IMO alloys change as thing settle down.
we know copper forms boundary layers with the antimony.
but it doesn't just surround the antimony the entire time it's in the alloy solution.
it really can't do that, we are talking about .5% surrounding 2.5% it's like basically physically impossible, especially when there is other stuff in the alloy trying to hang on also.
so it has to be somewhere pretty much all of the time.

think about an over tinned SbSn alloy.
the tin is chained in sequence on top of the SbSn chain but just kind of floating around out there, when the alloy tries to cool off a bit the excess tin breaks free but doesn't have the time to make a true SnPb type alloy [especially in conjunction with a SbSnPb alloy] so the excess basically becomes blobs of tin surrounded by excess now unalloyed lead.
 

Chandler

Member
Alloys do not have to have similar melting points to work.

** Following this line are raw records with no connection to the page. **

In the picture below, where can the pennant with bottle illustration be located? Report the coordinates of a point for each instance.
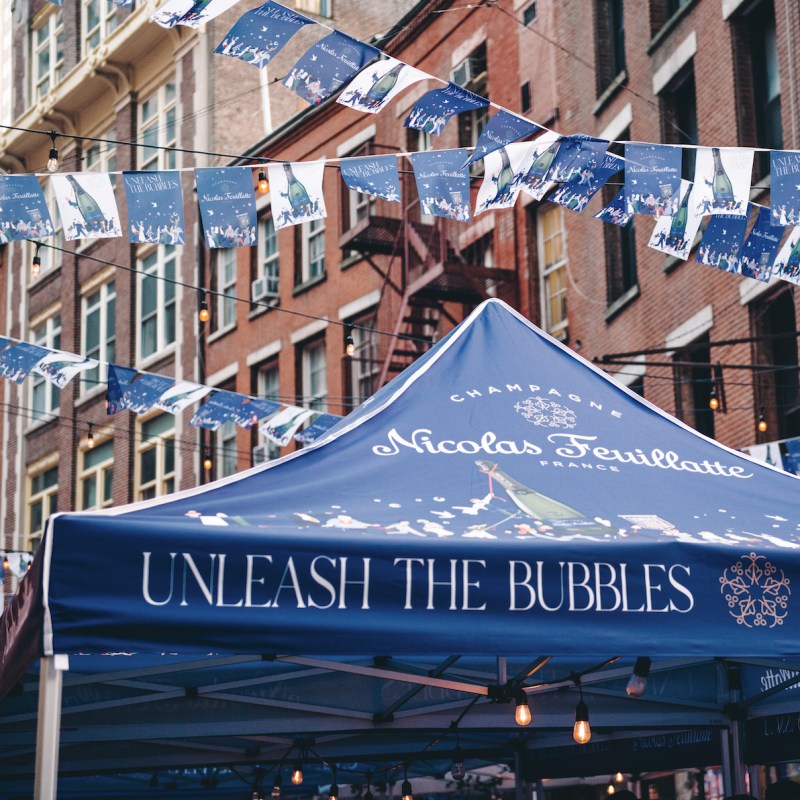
(442, 183)
(722, 242)
(540, 155)
(191, 13)
(378, 84)
(722, 180)
(217, 410)
(373, 175)
(143, 392)
(119, 378)
(227, 206)
(297, 192)
(501, 186)
(155, 207)
(760, 247)
(502, 129)
(787, 263)
(23, 210)
(576, 194)
(60, 368)
(181, 395)
(260, 34)
(17, 361)
(784, 187)
(327, 65)
(652, 178)
(87, 206)
(280, 428)
(432, 111)
(675, 235)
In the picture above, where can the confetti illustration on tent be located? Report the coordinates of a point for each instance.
(87, 206)
(652, 178)
(378, 84)
(327, 65)
(259, 35)
(155, 207)
(23, 210)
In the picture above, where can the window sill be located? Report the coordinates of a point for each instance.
(622, 302)
(664, 31)
(304, 287)
(610, 92)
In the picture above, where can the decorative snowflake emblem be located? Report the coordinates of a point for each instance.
(756, 591)
(546, 413)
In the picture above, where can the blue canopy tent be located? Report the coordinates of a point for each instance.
(502, 517)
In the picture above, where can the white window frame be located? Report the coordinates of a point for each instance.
(46, 333)
(164, 481)
(53, 44)
(159, 265)
(99, 301)
(159, 128)
(101, 474)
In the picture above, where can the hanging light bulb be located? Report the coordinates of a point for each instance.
(523, 713)
(297, 774)
(638, 682)
(52, 158)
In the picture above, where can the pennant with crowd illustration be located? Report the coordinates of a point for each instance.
(87, 206)
(23, 210)
(760, 248)
(787, 262)
(260, 34)
(722, 242)
(502, 129)
(373, 175)
(191, 13)
(433, 110)
(327, 65)
(378, 84)
(784, 187)
(60, 368)
(722, 180)
(675, 235)
(443, 183)
(616, 212)
(575, 194)
(296, 190)
(653, 178)
(227, 206)
(280, 428)
(155, 207)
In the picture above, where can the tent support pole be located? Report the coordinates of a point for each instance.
(51, 672)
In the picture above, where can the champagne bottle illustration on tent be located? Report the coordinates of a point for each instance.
(86, 206)
(538, 506)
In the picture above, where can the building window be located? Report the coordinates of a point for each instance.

They have to have beneficial elemental properties. If you look at a table of elemental melting points, like this one https://www.lenntech.com/periodic-chart-elements/melting-point.htm, you can see some of the wide ranges of melting points that would suggest another process is involved other than heat alone. Steel is iron with a very small percentage of carbon. Cartridge brass is copper with 30% zinc.

There are elements that are beneficial when combined so even though I have never heard of combining copper to my bullet alloys, it doesn't surprise me that it has a positive effect. To be practical for my use, it has to be both safe and inexpensive. Take tin as an example. It is not inexpensive because it is relatively rarer than other elements in my bullet alloy. If it wasn't for the electrical/electronic industry, I doubt I could afford to use any.
 

fiver

Well-Known Member
I dunno about that.
the demand versus cost factor would surely be affected without their input.
 

fiver

Well-Known Member
what do you have to work with?
you can exchange copper sulphate for zinc.
you can melt stuff like 22 bullets or plated bullets.
you can use nibs of speaker wire.
you can even melt a couple of chunks of copper this or that and pour it in.
the easiest of course is to buy something [Babbit] with copper already in it.
 

popper

Well-Known Member
wasn't measured Other articles show some BHN numbers for various amounts of added Cu to Pb/Sb. Up to 6% Cu. Cu up to 0.3% can be hold in the Pb lattice (crystal structure), excess goes into the SbCu molecule. From my experiments, SbCu is better at hardening than just in the structure. Cu added by replacement (CuSO4), tinned wires, no idea how the Babbitt manufacturers do it. Someone even added with Cu elec. welding rig.
Now you know as much about it as I do. It works well.